Me: ten strokes, then "Blechhh. Dude, there are weeds."

Coach: "Yes, I know. The weeds are our friends."

Me: three strokes: "Hey, what about that guy who drowned because of the weeds?"

Coach: "Urban legends. I've got you covered."

Me: three strokes. "Hey, how is my stroke?"

Coach: "How about you let me see more of it?"

Me: twenty strokes. "We there yet?"

Coach: "250 yards."

Me: 100 strokes. "How's it going?"

Coach: "250 yards"

Me: 100 strokes. "We there yet?"

Coach: "Just keep following me. Almost there."

Me: 100 stokes. "Where are we?"

Coach: "250 yards."

Me: "Dude, I'm having trust issues."

Coach: "Oh, um, well, I have a bad sense of distance."

Me: "Oh. Remember when the water was 50 degrees and you said it was 65? Guess it's a

temperature thing, too."

Coach: "Keep swimming."

Me: 100 strokes. "Damn, we're here already?"
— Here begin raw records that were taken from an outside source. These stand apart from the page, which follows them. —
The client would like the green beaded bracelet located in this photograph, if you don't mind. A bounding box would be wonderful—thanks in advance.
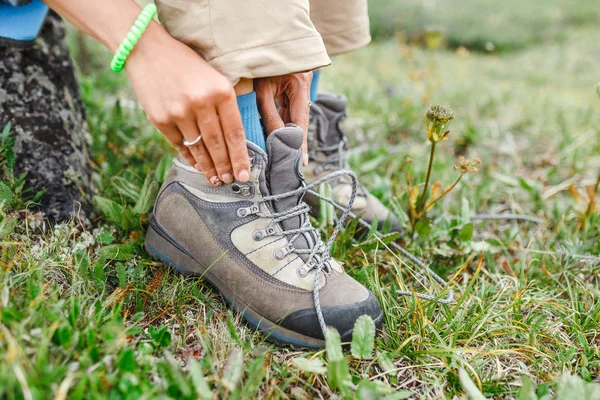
[110,3,156,72]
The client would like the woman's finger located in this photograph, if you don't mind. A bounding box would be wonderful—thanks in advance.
[217,96,250,182]
[286,80,310,165]
[256,86,285,135]
[197,107,233,183]
[177,118,221,186]
[156,125,196,166]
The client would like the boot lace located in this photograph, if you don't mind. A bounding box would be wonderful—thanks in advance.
[250,170,358,337]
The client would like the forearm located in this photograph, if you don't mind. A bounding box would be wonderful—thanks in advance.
[44,0,168,53]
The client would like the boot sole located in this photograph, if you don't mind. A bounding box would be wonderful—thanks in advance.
[144,225,338,349]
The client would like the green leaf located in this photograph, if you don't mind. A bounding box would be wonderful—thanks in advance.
[188,357,213,399]
[351,315,375,360]
[119,349,136,372]
[133,174,159,214]
[98,244,136,261]
[0,214,19,239]
[0,181,14,204]
[227,310,242,347]
[110,176,140,201]
[222,349,244,392]
[325,328,350,393]
[154,154,173,184]
[517,375,538,400]
[458,368,485,400]
[73,250,90,276]
[95,196,139,230]
[292,357,327,375]
[458,223,473,242]
[377,353,396,373]
[242,357,267,398]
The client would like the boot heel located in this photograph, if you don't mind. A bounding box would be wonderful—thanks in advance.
[144,225,206,276]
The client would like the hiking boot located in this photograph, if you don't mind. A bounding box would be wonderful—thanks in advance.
[145,125,383,348]
[304,93,404,233]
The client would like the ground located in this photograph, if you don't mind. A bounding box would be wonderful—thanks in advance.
[0,0,600,399]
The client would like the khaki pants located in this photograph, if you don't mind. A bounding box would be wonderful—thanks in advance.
[155,0,371,84]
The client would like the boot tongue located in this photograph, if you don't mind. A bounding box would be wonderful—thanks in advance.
[315,93,348,147]
[266,124,316,261]
[266,124,304,216]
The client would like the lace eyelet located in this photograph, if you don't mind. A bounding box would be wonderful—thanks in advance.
[273,243,296,260]
[237,203,260,218]
[273,249,285,260]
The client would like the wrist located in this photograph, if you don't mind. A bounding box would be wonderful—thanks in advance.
[125,21,175,70]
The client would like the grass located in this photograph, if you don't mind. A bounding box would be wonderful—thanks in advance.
[0,1,600,399]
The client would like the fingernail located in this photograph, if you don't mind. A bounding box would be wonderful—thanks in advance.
[221,174,233,183]
[209,176,221,187]
[238,169,250,182]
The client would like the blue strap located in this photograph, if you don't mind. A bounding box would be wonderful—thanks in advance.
[0,0,48,42]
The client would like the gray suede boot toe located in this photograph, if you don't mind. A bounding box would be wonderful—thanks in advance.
[146,125,383,348]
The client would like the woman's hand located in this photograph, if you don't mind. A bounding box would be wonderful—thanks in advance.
[125,25,250,186]
[254,72,312,165]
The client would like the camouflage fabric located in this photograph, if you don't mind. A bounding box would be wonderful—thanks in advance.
[0,12,92,220]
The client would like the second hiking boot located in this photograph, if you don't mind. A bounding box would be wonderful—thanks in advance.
[304,93,404,233]
[145,125,383,348]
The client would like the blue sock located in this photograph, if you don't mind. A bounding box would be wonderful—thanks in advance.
[237,92,267,151]
[310,69,321,103]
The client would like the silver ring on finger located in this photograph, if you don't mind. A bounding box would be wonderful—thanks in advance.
[183,135,202,147]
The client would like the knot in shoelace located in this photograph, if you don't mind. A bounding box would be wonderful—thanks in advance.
[255,170,358,337]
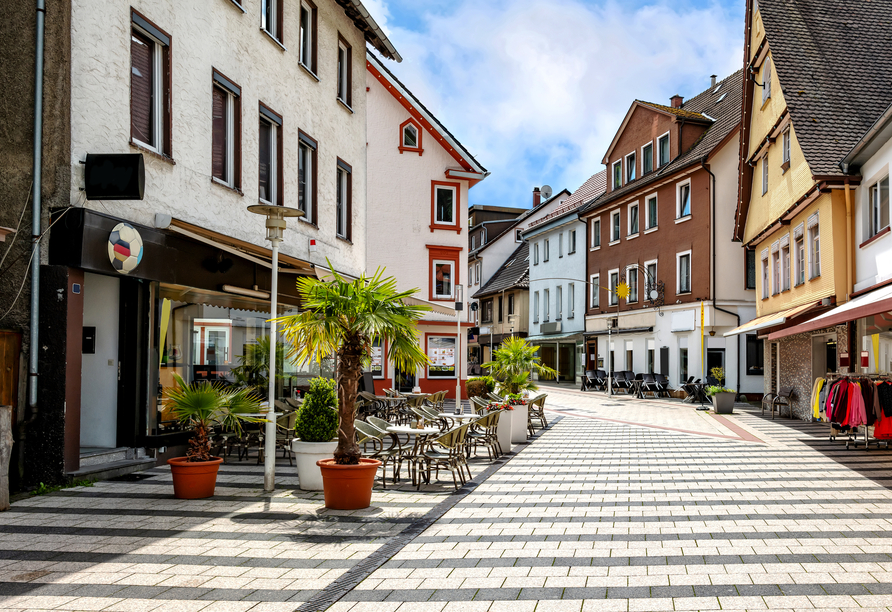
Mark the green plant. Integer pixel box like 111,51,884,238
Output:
294,377,338,442
166,374,266,461
481,336,557,393
279,262,430,465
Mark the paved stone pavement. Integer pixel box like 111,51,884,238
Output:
0,389,892,612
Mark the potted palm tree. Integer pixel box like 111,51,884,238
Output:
481,336,557,444
165,374,266,499
291,376,338,491
279,264,428,510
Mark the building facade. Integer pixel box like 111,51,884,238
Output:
366,51,488,397
580,72,762,394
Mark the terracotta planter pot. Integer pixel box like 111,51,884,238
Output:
316,459,381,510
167,457,223,499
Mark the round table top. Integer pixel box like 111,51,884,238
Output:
387,425,440,436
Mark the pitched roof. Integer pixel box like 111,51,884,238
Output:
471,242,530,299
759,0,892,175
527,170,607,230
366,49,489,178
579,70,744,214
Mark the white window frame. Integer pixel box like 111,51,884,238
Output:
589,217,601,251
434,185,458,225
675,179,694,223
654,132,672,169
644,192,660,234
641,140,656,176
431,259,455,300
626,265,640,304
675,249,694,295
626,202,641,239
607,268,619,306
609,208,623,245
127,21,168,155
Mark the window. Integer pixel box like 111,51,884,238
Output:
130,11,171,157
258,103,282,204
762,157,768,195
676,181,691,219
808,213,821,278
433,259,455,300
645,195,657,229
211,70,242,189
641,142,654,176
746,334,765,376
335,158,353,240
868,176,889,238
591,219,601,249
676,251,691,293
626,266,638,304
610,270,619,306
781,239,790,291
338,36,353,108
781,128,790,172
743,249,756,289
427,336,458,378
762,250,769,300
793,230,805,285
260,0,285,44
299,0,316,74
297,131,318,224
657,134,669,168
762,57,771,104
Coach: "Okay, on the way back, no talking."



Out: 33 minutes; back 22.



When we got back to the beach, I took a moment to really let it sink in. Did I mention I nearly flunked out of college because of a swimming class? Three months ago, I was out of breath at the end of 25 yards; a month ago, I lost it in the open water. Today, I got some of it back.
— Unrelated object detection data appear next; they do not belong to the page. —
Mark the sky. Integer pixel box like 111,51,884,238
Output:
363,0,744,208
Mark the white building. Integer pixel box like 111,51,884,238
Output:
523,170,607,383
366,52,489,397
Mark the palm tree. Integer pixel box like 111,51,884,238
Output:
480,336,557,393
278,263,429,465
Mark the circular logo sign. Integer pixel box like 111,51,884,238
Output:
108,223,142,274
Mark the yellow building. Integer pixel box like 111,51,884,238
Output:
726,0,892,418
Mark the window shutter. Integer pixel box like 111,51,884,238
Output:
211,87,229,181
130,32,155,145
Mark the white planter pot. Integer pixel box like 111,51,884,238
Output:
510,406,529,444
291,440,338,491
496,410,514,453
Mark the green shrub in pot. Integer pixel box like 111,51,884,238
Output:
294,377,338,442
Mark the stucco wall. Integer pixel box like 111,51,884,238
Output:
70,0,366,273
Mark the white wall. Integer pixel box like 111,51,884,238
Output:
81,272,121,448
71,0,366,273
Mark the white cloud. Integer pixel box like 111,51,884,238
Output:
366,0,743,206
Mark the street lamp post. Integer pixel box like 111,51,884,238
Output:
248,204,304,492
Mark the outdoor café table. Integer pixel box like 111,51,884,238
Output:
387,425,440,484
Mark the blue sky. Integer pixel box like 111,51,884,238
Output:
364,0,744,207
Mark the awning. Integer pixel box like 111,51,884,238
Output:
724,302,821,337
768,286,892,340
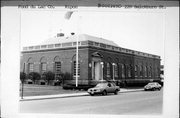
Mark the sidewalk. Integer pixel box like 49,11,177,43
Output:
20,88,144,101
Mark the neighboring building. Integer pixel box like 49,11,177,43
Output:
21,34,161,86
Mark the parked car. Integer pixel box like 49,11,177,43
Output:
144,82,162,91
87,82,120,96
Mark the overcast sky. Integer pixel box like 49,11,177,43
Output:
21,10,164,64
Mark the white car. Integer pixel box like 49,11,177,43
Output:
144,82,162,91
87,82,120,96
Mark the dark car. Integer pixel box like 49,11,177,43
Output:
144,82,162,91
87,82,120,96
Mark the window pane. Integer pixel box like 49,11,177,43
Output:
114,64,118,77
73,61,80,76
41,63,47,73
107,63,110,77
29,63,34,72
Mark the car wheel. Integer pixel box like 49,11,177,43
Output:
102,90,107,95
90,93,94,96
114,90,118,95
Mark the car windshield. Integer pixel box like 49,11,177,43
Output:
96,83,107,87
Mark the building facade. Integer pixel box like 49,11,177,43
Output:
21,34,160,86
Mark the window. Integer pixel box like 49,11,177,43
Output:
139,66,143,77
114,64,118,77
156,67,160,77
107,63,111,77
41,62,47,73
144,66,147,77
55,62,61,78
134,65,138,77
128,65,132,77
149,66,152,77
73,61,80,76
28,63,34,73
Then I went home, ate a salty nut roll, and got on my bike.



Today, I had it all: swim, bike, run, delight, and celebration. And, like always,there was also defeat, despair, and worry. I'm amazed at what I can do now---but it feels so far from being enough for Ironman. It feels like I am now almost fit enough to really *begin* training for Ironman---like for an Ironman in '09. But Ironman Wisconsin is my race, and it is this September, not next. Or maybe next year is my A race and this year is just a training event. Maybe in 09, I will be the long, lean, buff, built, athlete of my dreams--you know--the one who kicks some serious tail...the one who passes for a fit person? Maybe this year, I will finish in the chubby but surprisingly functional body I have now, chatting up some other woman in whose country or in whose biography girls weren't allowed to play sports, some person reclaiming his or her heritage to move as I am reclaiming mine. And that wouldn't be a bad way to finish...right?
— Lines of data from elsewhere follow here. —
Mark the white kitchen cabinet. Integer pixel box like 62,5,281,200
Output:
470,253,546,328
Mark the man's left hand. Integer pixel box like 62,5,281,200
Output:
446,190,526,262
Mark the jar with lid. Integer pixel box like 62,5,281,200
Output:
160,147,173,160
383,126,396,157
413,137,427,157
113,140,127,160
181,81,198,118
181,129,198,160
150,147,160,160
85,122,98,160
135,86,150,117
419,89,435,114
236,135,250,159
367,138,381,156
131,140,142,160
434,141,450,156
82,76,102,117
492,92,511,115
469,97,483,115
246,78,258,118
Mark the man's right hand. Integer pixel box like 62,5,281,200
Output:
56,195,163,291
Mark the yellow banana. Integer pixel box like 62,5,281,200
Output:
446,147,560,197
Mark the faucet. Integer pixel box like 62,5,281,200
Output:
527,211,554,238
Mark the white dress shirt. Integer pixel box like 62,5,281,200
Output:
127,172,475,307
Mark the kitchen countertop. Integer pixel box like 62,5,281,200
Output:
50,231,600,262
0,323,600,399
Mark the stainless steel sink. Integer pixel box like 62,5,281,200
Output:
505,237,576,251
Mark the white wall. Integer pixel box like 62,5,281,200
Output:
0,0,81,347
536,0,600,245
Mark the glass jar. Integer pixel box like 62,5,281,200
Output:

But first, this weekend: my first half ironman. I am more ready than I was a week ago, but I have some serious reservations. Half Ironman---that's kind of a long day. Wonder who I'll enjoy knowing at the back of the pack there?

1 comment:

IronWaddler said...

You are my hero. Great job swimming and thanks for your encouragement. Good luck on your half. I am sure you will do great!